I’m pretty sure Spring is in full swing.
The wild onions are sprouting.
The Meadowlarks call to one another.
There are ducks everywhere (including our calving corral this morning), and the world is turning an emerald shade of green.
There’s been plenty of wind, it’s currently raining, and there’s muddy gumbo everywhere here in Armstrong. As most of you around here know, calving is either almost done, halfway done, or you’re just getting started, like us.
Easter Sunday I got up to drive through the cow herd and tag new babies. I’m not gonna lie, I love the babies. Their wobbly, knock-kneed legs, the way they stick their tongues out to suck a bottle or a teat – those are some of my favorite scenes.
As we were just making our final sweep, we found a set of twins – twin heifers. We numbered them 126 and 126A, because their mom is #126. I’m clever like that. Their mama watched as I pierced their left ears, and when I was done, she took them both with her over the hill.
The next day, we went to tag calves again, which, as many of you know is a daily occurrence during calving. Plus, we needed to check on the twins. That morning, the twins weren’t together – they were on either side of a ridge with the cow in between. We left them alone and decided we’d check on them again that afternoon.
I drove down about 5:45 that evening. 126A was not very far from where we’d left her that morning, and she was bawling and sucking on every yet-to-calve-cow she could find.
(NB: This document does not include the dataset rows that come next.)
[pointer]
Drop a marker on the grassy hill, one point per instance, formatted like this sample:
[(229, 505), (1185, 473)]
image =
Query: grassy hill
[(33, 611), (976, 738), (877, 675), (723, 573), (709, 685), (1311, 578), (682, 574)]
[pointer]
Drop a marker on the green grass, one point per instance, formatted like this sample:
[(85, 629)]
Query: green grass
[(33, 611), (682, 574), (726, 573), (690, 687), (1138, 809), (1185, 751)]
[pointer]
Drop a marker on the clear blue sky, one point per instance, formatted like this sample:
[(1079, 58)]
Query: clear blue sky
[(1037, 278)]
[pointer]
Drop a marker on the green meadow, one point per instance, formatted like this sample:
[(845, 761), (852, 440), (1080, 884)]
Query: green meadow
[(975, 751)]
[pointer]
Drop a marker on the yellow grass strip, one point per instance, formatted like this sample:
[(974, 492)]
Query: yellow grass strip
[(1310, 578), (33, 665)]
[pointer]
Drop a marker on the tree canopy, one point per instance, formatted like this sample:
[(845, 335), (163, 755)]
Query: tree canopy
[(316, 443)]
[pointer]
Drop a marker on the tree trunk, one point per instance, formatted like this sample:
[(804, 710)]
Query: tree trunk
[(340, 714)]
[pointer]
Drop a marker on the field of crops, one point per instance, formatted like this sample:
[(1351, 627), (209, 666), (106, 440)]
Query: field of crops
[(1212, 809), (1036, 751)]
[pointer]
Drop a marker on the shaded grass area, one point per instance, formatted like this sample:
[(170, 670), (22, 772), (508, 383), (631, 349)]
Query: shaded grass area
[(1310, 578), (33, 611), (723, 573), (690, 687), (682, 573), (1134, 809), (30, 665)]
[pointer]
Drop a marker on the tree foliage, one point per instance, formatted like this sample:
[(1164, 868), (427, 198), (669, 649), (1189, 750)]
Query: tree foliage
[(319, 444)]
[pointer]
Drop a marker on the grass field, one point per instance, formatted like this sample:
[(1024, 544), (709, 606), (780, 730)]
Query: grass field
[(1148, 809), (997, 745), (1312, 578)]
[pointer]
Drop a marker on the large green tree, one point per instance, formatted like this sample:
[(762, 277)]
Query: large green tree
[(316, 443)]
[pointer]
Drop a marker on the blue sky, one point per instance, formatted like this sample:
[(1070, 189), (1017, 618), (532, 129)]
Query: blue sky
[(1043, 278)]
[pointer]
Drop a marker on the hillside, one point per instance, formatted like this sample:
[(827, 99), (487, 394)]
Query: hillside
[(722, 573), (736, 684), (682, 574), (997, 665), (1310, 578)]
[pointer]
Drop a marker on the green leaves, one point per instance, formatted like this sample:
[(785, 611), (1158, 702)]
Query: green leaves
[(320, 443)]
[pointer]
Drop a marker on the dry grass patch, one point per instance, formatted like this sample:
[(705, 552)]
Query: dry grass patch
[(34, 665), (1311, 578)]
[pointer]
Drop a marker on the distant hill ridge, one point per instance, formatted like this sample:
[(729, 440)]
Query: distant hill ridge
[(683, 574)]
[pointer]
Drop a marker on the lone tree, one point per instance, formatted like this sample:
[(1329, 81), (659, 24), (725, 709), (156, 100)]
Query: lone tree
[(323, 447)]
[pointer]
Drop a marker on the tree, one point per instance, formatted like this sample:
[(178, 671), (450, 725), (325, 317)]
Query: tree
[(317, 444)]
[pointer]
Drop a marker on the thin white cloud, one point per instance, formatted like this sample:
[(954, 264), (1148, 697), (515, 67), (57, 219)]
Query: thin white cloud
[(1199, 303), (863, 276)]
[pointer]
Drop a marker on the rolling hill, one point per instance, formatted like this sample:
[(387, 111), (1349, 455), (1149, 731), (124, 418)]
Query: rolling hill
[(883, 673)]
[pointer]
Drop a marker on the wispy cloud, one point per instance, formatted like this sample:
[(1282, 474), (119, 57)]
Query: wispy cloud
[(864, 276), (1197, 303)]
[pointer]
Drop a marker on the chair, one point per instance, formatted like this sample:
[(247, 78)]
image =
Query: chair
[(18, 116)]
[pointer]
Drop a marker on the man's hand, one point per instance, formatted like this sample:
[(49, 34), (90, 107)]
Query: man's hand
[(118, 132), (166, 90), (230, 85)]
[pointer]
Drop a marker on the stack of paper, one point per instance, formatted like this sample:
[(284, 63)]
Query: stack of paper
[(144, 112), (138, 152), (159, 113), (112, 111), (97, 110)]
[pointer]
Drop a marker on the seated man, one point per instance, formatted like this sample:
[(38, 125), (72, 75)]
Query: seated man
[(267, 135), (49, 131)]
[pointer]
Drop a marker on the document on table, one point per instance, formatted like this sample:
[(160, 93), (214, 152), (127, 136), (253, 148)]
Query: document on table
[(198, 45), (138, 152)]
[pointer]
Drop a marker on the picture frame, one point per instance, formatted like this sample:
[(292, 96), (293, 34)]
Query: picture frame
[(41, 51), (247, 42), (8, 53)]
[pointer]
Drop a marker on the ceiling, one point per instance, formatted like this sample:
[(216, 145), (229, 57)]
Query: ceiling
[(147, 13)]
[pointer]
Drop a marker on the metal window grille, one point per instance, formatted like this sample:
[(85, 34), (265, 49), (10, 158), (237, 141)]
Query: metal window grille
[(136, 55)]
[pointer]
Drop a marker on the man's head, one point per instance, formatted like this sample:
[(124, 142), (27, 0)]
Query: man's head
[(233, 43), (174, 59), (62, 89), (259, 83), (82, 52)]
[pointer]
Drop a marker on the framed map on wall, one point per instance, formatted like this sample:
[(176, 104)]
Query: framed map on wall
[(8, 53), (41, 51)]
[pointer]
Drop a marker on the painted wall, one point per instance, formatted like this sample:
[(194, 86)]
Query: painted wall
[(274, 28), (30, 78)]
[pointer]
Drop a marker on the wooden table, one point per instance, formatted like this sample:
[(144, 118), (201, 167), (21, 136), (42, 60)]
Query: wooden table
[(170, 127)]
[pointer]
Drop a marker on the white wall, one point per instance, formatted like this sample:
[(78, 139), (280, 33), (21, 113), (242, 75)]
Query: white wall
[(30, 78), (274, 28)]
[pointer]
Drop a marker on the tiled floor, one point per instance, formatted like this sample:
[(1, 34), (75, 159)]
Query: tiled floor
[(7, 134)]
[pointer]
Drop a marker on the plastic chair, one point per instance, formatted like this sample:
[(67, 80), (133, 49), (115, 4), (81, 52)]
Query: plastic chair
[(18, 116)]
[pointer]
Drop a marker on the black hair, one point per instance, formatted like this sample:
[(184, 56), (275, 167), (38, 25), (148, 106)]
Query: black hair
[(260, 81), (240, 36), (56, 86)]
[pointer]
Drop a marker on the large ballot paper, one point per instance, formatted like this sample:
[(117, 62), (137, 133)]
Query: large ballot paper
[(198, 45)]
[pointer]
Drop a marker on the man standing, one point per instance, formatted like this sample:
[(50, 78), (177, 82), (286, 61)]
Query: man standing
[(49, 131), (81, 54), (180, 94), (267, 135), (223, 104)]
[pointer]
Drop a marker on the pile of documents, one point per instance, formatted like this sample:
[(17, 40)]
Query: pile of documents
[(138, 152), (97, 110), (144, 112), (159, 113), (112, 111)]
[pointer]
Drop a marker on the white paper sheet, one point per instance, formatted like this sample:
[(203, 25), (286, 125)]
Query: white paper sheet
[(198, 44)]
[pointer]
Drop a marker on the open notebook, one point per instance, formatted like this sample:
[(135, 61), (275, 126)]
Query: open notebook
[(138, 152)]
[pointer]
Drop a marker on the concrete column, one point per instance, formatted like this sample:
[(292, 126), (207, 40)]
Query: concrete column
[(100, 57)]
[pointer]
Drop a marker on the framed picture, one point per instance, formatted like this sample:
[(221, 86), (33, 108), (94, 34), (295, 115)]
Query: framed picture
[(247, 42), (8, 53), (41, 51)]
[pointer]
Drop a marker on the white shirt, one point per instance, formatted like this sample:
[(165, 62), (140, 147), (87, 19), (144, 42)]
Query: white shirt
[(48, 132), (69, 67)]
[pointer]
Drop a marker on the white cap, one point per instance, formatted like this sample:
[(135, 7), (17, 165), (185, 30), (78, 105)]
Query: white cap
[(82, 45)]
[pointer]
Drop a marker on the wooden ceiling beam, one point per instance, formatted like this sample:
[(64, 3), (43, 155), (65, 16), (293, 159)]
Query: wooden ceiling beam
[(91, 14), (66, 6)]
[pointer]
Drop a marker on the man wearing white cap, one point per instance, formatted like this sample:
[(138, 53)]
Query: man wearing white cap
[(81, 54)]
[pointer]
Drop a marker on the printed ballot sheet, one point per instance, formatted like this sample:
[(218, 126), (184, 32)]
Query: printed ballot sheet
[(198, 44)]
Which meant, one thing – mama decided she didn’t want two babies, and that meant I’d need to catch her and bring her home.
Shouldn’t be too hard, right? She’s just over a day old, and weak because her mom decided NOT to share the supper plate with her. I had no doubt I could get her home – until she paired up with #84. Earlier in the day, we had run on to this cow. She’d just calved and she’s a, how shall we say it? A rather protective mother. We had to get creative when it came time to tag her calf. She’s so protective, that she was not a fan of little 126A even being near her. She’d paw at her, and bump her with her head to push her away. There was no way I was going to get anywhere near that cow after the trouble she’d given us that morning tagging her calf. So, I waited, following far behind in the ATV. This went on for a few hundred yards, and finally #84 convinced her to get away. At which point she went up a hill and laid down. I pounced, rope in hand. Three
hilarious misses, tries later I had her. I have got to practice more.
After some wrangling, I managed to get her feet tied, and her arranged in the floorboard, such that she couldn’t struggle for our long ride home. When we arrived I put her in the barn, tracked down the milk replacer, took it to the house, made her a bottle, and my niece and great niece came down to the barn with me for her first feeding. Many of you know that’s always an experience! Luckily for us, she was pretty hungry and once we got her caught and put the bottle in her mouth, she went right to town on it! She was certain she needed more.
Little Ellie, as I’ve decided to call her, has become our first bum of the year (knock on wood) and as I write this, I just got a call that another cow calved in the night and lost her calf, so Ellie should hopefully have her own mama by the end of the week. I’m sure she’ll much prefer the bovine kind to the Homo Sapien kind!